Patrick roześmiał się.
– Stałaś się nadspodziewanie potulna i uległa, dziewczyno – stwierdził żartobliwie.
– Trudno mi spierać się z tobą, gdy mówisz, że jesteś ze mnie zadowolony, mężu – odparła cierpko. Wzięła do rąk szczotkę ze szczeciny dzika i klęknąwszy na drewnianych schodkach wanny, zaczęła przesuwać nią po plecach i barkach Patricka. Poruszała się szybko i sprawnie, szorując szeroką połać skóry, pachy, a potem stopy i nogi.
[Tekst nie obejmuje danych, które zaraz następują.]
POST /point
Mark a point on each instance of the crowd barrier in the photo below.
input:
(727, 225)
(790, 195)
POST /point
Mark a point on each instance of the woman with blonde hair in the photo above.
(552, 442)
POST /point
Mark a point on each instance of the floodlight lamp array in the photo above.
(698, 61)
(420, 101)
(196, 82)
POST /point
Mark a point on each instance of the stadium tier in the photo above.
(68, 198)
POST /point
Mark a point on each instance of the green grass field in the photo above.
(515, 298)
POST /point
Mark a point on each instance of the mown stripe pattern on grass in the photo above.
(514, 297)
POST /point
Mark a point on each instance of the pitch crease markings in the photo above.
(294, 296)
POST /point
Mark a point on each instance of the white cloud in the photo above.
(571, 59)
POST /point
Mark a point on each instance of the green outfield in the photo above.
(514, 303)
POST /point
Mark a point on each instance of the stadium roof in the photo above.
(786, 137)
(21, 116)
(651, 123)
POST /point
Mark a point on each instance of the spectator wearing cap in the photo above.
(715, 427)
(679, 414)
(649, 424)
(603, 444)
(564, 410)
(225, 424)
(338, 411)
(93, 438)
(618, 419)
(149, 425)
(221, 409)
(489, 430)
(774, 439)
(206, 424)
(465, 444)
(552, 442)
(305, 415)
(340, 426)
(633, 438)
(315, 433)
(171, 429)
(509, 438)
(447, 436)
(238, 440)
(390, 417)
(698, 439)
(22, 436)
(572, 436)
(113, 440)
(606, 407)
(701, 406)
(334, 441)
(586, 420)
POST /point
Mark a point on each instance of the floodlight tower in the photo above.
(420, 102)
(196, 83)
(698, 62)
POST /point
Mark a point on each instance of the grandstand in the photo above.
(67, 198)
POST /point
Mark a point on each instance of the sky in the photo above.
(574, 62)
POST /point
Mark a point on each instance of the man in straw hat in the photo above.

Gdy wyszedł Donal, zdjęła spódnicę, pozostając w halkach i koszuli. Była to ta sama spódnica, którą miała na sobie w dzień po ślubie. Widząc to, Patrick uświadomił sobie, że Flanna nie ma zbyt wielu ubrań, a żadne nie odpowiada jej nowemu statusowi. Tak bardzo skupił się na tym, by zaopatrzyć na zimę spiżarnie, że nie poświęcił jednej myśli młodej kobiecie, która została właśnie jego żoną. Naprawi swój błąd tak szybko, jak tylko będzie to możliwe, postanowił. Lecz gdy tak klęczała, pochyliwszy rudą głowę, skupiona na swym zadaniu, nagle wydała mu się bardzo pociągająca. Troczki koszuli rozwiązały się, ukazując krągły, kremowy biust. Uśmiechnął się szelmowsko. Pokusa była zbyt silna, by się jej długo opierać.
Krzyknęła, zaskoczona, gdy wciągnął ją do wanny.
– Oszalałeś, Patricku Leslie? Myślisz, że mam za dużo ubrań, by tak nieopatrznie sobie z nimi poczynać?
Próbowała się uwolnić, lecz wyrwał jej szczotkę z ręki i pocałował w usta. Nie przestała walczyć nawet, gdy wsunął jej rękę za dekolt i objął dłonią pierś.
– Nie możesz pokazywać mi swoich towarów i oczekiwać, że nie zechcę ich kupić, madame - wymruczał jej wprost do ucha, a potem przesunął po nim językiem.
– Och, niecnota z ciebie – zaprotestowała słabo, lecz zaraz pochyliła głowę i musnęła jego wargi swoimi. – Czy to właśnie nazywają grą miłosną, mój panie?